Un vote serré : 12 députés ont voté pour la publication du rapport, 10 se sont opposés et 8 se sont abstenus.
Ils ont voté contre
Socialistes, Insoumis et écologistes avaient prévenu avant même le début de la réunion de la commission d’enquête qu’ils voteraient contre l’adoption du rapport. Seul représentant du groupe GDR (communiste), Emmanuel Maurel privilégiait d’abord une abstention, ne voulant pas créer un « précédent ».
Car un vote négatif est rarissime : il aurait signifié la non-publication du rapport et la suppression de l’ensemble des archives des travaux parlementaires et du compte rendu des auditions. Avant même de se prononcer sur le rapport rédigé par Charles Alloncle, les parlementaires ont donc voté pour la sauvegarde de ces heures d’auditions sur le site de l’Assemblée nationale.
Le député du Val-d’Oise a finalement rejoint la position de ses collègues PS, LFI et écologistes : les 10 parlementaires de gauche votent contre.
Ils ont voté pour
À l’inverse, tous les députés de droite et d’extrême droite ont voté pour la publication du rapport : les six élus RN, Charles Alloncle lui-même, les deux députés LR François-Xavier Ceccoli et Virginie Muller, ainsi que la députée non-inscrite de Vendée Véronique Besse.
Dix contre dix. Pour atteindre les douze voix en faveur du rapport, deux autres parlementaires ont joint leurs voix à celle de la droite et de l’extrême droite : Laurent Mazaury (Liot) et le président Horizons de la commission d’enquête Jérémie Patrier-Leitus.
Le premier a justifié sur X son vote en expliquant qu’il « répond à une exigence essentielle de transparence de l’action publique ». Le second a lui aussi évoqué « un souci de transparence vis-à-vis des Français et malgré des différences politiques majeures et des différences de méthode fondamentales avec le rapporteur ».
Un choix vivement critiqué par la gauche. Jérémie Patrier-Leitus « a changé son vote au dernier instant », et a « permis la publication du rapport », a dénoncé devant la presse l’Insoumis Aurélien Saintoul. « Le macronisme aura été un paillasson, voire un tremplin » de l’extrême droite.
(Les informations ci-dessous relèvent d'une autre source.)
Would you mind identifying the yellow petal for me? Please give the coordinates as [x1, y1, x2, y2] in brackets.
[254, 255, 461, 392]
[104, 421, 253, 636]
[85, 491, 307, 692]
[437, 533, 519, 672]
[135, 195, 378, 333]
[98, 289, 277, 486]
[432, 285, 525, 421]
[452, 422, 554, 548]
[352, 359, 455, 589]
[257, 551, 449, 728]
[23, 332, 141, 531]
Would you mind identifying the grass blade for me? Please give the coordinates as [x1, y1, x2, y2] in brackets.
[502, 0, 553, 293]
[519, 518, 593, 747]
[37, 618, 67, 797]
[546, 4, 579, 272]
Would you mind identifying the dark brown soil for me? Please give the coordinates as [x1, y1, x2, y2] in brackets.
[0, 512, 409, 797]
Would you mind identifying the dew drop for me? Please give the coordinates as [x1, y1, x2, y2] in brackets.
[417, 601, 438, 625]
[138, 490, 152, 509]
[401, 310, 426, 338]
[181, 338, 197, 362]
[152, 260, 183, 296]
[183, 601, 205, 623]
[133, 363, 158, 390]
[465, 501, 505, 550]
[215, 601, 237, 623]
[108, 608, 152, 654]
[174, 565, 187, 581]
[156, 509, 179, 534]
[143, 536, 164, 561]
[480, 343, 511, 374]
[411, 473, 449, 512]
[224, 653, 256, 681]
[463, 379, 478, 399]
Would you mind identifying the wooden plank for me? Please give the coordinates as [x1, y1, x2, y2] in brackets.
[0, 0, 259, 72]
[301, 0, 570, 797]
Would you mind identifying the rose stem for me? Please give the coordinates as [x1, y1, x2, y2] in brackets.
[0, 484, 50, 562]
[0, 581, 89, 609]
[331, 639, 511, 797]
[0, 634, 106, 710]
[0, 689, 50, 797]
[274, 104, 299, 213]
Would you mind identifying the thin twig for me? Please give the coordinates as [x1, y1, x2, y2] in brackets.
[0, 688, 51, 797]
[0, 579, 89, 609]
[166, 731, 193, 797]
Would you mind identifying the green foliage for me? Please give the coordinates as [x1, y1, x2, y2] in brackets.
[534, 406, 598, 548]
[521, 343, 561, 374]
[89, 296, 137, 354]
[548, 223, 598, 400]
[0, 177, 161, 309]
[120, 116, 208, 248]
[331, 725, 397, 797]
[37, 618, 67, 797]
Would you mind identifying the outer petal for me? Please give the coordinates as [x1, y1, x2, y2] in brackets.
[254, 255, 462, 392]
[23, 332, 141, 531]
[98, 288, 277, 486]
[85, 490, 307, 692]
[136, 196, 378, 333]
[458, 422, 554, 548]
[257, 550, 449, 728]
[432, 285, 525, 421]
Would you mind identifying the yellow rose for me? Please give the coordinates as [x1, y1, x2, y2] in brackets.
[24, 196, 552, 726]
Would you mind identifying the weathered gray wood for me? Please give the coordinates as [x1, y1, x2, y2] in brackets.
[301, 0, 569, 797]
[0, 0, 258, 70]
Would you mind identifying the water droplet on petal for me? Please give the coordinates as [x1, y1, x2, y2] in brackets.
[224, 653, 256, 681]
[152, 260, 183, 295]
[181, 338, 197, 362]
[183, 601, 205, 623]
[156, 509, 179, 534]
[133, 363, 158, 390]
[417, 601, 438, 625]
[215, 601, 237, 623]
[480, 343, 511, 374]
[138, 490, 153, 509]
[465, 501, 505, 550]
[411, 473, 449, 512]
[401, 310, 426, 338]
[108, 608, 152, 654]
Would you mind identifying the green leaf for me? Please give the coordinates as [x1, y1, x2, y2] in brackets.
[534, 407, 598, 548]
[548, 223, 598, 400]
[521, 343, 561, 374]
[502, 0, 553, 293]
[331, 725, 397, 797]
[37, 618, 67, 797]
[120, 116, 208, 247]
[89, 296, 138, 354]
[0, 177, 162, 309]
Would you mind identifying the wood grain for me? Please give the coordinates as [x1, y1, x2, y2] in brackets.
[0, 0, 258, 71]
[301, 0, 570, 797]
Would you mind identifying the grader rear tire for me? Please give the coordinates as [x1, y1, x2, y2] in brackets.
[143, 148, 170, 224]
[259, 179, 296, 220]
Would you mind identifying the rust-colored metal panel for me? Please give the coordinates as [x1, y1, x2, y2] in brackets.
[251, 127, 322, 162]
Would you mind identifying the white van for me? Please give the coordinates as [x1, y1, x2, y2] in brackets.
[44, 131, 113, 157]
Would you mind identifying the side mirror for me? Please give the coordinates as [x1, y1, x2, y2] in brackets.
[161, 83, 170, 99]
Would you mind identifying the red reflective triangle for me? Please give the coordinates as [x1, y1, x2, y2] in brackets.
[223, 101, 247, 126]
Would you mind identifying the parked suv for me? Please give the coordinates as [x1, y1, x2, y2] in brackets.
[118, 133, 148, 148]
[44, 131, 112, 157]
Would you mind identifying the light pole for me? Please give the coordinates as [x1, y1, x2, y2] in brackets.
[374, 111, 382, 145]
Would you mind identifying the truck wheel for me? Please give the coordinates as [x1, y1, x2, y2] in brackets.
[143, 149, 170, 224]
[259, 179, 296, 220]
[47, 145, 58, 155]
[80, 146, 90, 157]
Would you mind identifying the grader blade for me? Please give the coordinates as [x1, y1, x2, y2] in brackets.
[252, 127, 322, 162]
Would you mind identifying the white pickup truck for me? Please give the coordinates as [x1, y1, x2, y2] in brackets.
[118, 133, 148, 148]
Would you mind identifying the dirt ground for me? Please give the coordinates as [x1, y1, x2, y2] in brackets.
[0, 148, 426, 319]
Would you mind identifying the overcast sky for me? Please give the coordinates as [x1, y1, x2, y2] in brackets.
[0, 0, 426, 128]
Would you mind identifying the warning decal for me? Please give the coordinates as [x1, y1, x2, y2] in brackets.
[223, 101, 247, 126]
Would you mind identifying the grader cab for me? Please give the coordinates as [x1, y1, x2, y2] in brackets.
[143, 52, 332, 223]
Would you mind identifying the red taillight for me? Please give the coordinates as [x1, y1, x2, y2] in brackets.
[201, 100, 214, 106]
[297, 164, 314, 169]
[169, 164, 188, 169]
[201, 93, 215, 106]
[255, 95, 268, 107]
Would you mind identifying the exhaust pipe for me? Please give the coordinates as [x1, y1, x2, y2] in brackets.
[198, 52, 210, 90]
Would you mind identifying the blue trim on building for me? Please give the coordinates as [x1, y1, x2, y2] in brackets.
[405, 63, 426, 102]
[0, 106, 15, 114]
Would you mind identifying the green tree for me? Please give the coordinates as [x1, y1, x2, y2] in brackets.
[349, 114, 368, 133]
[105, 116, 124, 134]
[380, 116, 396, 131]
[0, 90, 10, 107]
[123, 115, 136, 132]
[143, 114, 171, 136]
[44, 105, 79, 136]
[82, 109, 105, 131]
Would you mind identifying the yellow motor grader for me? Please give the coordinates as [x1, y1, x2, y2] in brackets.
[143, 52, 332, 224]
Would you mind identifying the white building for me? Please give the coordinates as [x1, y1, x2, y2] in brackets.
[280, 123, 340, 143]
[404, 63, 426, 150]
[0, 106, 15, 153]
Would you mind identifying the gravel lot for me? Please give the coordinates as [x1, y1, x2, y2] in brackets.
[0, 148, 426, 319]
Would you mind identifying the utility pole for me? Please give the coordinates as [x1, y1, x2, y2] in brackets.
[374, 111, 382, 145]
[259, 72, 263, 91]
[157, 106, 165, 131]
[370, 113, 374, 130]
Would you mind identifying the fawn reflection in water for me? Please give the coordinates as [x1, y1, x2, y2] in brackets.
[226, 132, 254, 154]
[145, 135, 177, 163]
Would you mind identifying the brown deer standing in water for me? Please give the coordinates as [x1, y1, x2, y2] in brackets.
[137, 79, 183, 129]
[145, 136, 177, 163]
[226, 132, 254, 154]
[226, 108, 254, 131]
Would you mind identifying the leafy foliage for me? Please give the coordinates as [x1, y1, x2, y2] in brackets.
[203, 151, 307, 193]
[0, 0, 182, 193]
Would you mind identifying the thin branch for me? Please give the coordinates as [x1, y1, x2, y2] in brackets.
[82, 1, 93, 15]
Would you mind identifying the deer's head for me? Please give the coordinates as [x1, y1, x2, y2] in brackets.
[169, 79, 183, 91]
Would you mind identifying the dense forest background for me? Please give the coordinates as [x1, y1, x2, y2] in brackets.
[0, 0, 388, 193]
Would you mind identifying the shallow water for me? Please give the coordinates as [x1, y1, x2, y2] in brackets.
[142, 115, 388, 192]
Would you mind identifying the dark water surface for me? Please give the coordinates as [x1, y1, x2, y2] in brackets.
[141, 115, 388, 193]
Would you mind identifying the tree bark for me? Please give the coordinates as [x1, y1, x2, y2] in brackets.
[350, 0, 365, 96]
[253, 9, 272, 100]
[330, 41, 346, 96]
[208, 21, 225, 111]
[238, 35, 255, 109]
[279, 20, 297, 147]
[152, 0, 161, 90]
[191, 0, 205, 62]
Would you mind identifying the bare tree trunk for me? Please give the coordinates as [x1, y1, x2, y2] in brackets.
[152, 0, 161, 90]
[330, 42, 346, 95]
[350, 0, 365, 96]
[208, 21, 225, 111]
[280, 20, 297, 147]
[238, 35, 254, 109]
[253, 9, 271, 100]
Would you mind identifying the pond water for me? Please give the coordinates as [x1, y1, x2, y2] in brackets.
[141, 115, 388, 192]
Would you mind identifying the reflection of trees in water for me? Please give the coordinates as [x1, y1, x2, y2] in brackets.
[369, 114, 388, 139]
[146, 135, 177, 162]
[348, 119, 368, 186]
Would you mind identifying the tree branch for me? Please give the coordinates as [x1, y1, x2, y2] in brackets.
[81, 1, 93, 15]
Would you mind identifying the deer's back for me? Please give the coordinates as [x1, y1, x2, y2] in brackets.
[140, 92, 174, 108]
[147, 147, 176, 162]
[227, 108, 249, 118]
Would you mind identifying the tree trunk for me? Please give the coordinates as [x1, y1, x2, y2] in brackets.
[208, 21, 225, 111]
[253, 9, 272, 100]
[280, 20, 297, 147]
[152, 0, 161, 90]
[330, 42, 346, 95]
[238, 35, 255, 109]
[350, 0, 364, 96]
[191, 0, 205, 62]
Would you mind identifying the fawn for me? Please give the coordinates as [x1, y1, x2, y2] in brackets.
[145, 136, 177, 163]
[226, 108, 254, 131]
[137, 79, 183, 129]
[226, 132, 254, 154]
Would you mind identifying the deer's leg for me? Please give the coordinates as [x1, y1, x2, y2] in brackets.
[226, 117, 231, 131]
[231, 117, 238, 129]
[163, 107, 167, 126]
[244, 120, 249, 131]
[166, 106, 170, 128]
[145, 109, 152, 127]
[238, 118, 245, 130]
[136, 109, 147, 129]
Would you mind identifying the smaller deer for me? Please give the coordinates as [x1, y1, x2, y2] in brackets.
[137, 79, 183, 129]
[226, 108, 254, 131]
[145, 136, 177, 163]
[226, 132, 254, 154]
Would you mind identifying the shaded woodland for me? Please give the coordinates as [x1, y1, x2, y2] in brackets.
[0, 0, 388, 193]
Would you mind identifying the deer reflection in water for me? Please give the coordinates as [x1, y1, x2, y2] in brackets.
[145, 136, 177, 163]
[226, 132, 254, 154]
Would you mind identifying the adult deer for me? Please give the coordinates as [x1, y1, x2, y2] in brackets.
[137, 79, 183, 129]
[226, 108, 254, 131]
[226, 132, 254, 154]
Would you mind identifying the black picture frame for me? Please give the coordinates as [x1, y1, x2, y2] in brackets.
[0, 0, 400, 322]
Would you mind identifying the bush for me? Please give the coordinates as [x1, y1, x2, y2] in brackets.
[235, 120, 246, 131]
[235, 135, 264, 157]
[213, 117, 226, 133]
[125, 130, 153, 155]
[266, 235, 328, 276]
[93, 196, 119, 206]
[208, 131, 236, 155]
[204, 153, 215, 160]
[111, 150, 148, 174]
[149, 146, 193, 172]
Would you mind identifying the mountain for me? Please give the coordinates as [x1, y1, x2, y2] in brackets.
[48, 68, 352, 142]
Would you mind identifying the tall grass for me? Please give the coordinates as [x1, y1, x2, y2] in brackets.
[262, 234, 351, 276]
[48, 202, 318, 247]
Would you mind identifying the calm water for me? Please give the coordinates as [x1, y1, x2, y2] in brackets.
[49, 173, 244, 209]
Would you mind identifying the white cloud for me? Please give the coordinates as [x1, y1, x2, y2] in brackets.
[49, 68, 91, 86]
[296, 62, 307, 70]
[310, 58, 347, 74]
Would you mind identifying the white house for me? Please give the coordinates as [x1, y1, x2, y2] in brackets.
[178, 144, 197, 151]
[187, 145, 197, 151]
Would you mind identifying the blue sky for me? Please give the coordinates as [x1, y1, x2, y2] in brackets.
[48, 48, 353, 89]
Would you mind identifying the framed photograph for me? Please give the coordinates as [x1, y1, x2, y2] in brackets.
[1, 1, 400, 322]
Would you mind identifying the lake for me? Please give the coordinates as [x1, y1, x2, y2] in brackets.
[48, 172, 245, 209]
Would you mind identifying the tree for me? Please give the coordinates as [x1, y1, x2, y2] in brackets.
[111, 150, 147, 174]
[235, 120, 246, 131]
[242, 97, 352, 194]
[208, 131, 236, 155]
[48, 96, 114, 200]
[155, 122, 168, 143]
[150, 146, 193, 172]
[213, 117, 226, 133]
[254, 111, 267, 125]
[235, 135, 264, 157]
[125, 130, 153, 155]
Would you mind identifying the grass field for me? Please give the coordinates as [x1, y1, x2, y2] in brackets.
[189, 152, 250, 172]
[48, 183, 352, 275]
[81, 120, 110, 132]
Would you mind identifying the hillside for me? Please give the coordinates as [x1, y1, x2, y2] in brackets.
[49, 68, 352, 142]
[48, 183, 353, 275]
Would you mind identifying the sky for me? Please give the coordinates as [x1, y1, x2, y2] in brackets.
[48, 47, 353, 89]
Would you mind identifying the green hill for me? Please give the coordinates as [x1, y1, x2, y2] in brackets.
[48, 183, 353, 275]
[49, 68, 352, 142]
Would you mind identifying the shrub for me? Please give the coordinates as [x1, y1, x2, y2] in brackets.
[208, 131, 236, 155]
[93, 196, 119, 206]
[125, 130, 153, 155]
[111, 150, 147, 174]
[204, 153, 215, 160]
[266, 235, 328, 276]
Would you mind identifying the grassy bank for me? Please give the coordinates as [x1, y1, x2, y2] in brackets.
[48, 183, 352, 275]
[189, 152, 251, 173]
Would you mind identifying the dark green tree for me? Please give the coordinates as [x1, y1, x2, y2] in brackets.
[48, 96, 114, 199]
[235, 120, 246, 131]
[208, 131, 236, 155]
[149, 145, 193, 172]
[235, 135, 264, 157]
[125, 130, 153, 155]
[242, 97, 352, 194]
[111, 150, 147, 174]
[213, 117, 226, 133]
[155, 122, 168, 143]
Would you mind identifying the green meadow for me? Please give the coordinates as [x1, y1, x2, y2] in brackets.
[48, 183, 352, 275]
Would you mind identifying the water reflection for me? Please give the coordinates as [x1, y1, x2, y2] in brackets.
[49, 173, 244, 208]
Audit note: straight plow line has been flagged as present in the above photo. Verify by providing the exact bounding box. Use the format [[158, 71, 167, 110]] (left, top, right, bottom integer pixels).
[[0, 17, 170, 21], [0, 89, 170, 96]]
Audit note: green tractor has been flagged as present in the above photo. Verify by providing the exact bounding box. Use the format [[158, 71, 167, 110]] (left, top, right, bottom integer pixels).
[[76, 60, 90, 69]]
Car si Jérémie Patrier-Leitus avait voté contre, il y aurait eu 11 voix pour et 11 voix contre. Une majorité absolue des voix n’aurait pas été atteinte et le rapport aurait été rejeté.
Ils se sont abstenus
Dans ce scrutin décisif, la quasi-totalité du bloc central s’est donc abstenue. Quelques heures avant le vote, Gabriel Attal, président du groupe Ensemble pour la République, avait annoncé que ses cinq députés avaient « décidé de s’abstenir pour ne pas empêcher la publication du rapport ».
Autre représentante du parti d’Édouard Philippe au sein de la commission d’enquête, Béatrice Piron n’a pas suivi le président Jérémie Patrier-Leitus et a décidé de s’abstenir.
Tout comme le MoDem, représenté lors du scrutin par Sophie Mette et Erwan Balanant. Ce mardi, le député du Finistère a justifié cette position. « Ne pas avoir voté contre, ça voulait dire ne plus avoir de rapport du tout (…) Je ne voulais pas en faire une victime. Il a déjà suffisamment fait la victime », a-t-il dit au sujet du rapporteur Charles Alloncle.